Кто бы ни выдумал историю о затянувшемся визите Эланоры к родственникам мужа, он никак не предвидел, что найдется человек, который явится с проверкой. Слуга, вышедший навстречу Жоссу, сначала объявил, что Эланоры здесь нет, а затем сказал, что должен пойти спросить хозяйку, так как, вполне возможно, она назначила визит, но не сообщила прислуге. Когда он вернулся, с ним была не только хозяйка, но также сам хозяин и три или четыре домочадца. Родня Милона, отвлеченно заметил Жосс, была создана по иной выкройке, чем Милон. Трудно было поверить, что это флегматичное, закованное в броню благоразумия семейство произвело на свет такого утонченного желтоволосого юношу.
Мало того, что здесь не было Эланоры, так никто ничего и не знал о каком-нибудь ее предполагаемом визите. Хозяин и хозяйка, в недоумении обменявшись сердитыми взглядами, повторили это несколько раз. Насколько им было известно, Эланора Арсийская была совершенно счастлива, живя дома с мужем, и собиралась там и остаться.

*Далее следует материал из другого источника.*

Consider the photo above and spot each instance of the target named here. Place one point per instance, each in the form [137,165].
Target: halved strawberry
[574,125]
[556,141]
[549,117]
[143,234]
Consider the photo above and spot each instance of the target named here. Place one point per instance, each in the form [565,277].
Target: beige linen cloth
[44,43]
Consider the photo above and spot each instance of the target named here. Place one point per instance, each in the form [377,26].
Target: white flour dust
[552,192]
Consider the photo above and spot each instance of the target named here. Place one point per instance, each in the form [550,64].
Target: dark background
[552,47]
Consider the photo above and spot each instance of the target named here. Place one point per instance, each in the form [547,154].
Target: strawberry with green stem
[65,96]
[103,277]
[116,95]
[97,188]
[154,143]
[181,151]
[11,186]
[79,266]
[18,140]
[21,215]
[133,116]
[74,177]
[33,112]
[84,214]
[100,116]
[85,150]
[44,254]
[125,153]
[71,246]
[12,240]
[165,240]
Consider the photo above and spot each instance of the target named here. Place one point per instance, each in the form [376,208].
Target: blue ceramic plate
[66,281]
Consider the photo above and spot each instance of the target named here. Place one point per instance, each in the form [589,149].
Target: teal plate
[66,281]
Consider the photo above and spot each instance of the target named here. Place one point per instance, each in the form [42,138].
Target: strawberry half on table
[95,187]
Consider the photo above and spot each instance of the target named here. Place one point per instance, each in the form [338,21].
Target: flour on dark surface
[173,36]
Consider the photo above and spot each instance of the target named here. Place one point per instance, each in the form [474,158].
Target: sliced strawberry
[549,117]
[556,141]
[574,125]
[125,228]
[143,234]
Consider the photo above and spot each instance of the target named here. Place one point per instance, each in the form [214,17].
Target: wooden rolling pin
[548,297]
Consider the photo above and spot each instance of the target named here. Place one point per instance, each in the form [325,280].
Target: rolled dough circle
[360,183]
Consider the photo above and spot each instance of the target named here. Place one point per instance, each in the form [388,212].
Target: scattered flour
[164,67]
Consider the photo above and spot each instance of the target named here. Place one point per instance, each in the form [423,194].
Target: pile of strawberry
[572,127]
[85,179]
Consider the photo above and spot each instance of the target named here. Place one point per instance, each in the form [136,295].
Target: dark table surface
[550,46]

Жосс понимал, что оказался в глупом положении – несколько членов семьи поглядывали на него так, словно перед ними стоял едва ли не полный идиот, – и к тому же он испытывал неприятное чувство вины: ему было неловко слушать, как они радостно говорят о живой Эланоре, когда он знал, что она мертва. Жосс сказал, что сожалеет о своей ошибке, извинился за причиненное всем беспокойство и откланялся. Затем поспешил прочь и отправился в долгий обратный путь.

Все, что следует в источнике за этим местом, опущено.